6. Preventive Care: Under the new requirements, except for certain grandfathered plans, you will not have to pay a co-payment, co-insurance, or deductible to receive certain recommended preventive health care. These services may include screenings, vaccinations, and counseling such as:
Blood pressure, diabetes, and cholesterol tests
• Many cancer screenings, including mammograms and colonoscopies
• Counseling on such topics as quitting smoking, losing weight, eating healthfully, treating depression and reducing alcohol use
• Regular well-baby and well-child visits, from birth to age 21
• Routine vaccinations against diseases such as measles, polio or meningitis
• Counseling, screenings and vaccines to ensure healthy pregnancies
• Women’s wellness visits and contraception
• Flu and pneumonia shots

7. Doctor Choice: Under the new law, you are guaranteed to be able to choose any primary care doctor or pediatrician you want from your health plan’s provider network. For example, you can see an OB-GYN doctor without needing a referral from another doctor. For emergency care, you can go to a hospital outside your plan’s network without prior approval from your health plan.

8. Tax credits and premium rates: Starting in 2014, individuals with household incomes between 100% and 400% of the federal poverty level may be eligible for tax subsidies to help offset the costs of health care coverage through a public exchange. To be eligible, individuals must not qualify for public coverage—including Medicaid, the Children's Health Insurance Program, Medicare, or military coverage—and must not have access to affordable, minimum value health coverage through an employer. Also, under the ACA your insurance company cannot raise rates on new plans by 10 percent or more without first explaining its reasons to your state or federal Rate Review program.

9. Flexible Spending Accounts: The law includes provisions that will hinder employees’ ability to fund their out-of-pocket health expenses through their FSA, HRA or HSA accounts. The ACA limits FSA contributions to $2,500 per year and prohibits the purchases of over-the-counter medications through a FSA/HRA/HSA, without a prescription. These limitations and caps will likely create more out-of-pocket expenditures that are not eligible for individual reimbursement under such arrangements.
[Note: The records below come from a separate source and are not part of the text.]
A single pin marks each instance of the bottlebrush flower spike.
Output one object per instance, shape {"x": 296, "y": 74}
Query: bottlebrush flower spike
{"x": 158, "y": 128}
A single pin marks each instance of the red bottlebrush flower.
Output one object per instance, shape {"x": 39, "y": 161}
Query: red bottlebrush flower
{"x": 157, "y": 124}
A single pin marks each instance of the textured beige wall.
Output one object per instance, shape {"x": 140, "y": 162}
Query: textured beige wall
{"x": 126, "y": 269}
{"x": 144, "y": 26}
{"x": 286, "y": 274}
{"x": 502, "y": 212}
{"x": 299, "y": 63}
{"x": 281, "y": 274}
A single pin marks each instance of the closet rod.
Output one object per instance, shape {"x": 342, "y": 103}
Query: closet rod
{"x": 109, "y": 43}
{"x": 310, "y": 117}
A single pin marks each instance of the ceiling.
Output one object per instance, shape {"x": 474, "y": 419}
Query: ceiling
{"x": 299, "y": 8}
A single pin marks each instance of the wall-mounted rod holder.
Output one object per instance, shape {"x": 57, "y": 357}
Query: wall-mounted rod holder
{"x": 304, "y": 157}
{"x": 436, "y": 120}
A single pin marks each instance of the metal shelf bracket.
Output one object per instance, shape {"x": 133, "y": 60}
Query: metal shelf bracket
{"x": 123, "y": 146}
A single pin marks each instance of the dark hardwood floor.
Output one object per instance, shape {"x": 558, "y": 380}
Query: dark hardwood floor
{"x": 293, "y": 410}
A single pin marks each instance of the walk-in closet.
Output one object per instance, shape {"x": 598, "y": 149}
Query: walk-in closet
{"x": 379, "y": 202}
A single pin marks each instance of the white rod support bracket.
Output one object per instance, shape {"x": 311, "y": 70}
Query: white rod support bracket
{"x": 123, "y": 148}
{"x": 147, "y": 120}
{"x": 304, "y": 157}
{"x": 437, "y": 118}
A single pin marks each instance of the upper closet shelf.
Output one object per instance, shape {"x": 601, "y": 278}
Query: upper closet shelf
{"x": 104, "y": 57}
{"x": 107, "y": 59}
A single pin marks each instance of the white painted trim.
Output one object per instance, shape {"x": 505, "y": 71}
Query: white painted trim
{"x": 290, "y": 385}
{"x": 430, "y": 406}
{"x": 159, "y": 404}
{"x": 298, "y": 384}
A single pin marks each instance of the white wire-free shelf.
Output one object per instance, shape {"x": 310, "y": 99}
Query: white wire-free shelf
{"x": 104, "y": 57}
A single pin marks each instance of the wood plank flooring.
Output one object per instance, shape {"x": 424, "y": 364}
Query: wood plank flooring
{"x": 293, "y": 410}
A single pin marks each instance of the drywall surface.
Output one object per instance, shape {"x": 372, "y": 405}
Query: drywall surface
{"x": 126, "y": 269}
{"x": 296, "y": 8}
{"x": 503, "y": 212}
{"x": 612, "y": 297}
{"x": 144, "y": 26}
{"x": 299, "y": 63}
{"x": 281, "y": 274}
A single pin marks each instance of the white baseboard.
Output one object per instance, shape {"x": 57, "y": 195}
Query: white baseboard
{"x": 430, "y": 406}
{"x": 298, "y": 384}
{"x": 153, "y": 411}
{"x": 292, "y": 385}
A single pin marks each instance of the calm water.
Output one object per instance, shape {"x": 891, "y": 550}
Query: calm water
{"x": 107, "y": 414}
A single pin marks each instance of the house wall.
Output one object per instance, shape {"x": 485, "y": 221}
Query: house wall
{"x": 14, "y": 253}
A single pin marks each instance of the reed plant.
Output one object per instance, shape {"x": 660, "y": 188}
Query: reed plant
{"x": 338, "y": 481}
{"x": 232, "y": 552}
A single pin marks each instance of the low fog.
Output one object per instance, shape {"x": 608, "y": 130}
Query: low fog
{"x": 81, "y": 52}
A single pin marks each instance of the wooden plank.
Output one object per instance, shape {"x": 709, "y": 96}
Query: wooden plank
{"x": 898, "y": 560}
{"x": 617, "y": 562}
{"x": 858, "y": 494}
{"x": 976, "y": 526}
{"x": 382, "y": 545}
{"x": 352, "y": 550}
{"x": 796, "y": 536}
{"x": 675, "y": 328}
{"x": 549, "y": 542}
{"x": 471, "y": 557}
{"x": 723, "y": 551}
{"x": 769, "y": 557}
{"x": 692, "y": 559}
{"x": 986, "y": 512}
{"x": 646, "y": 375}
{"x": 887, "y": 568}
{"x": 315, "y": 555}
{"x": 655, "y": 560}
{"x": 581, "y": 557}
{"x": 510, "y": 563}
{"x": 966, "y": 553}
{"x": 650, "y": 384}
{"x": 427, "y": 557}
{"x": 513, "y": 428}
10. Supplemental Coverage: As health care costs continue to rise, supplemental coverage works with major medical to help provide a safety net. Whether purchased at work or through a private exchange, supplemental policies, like the ones offered by Aflac, provide protection to policyholders. Unlike major medical insurance, supplemental policies pay cash benefits directly to policyholders, unless otherwise assigned, if they get sick or injured.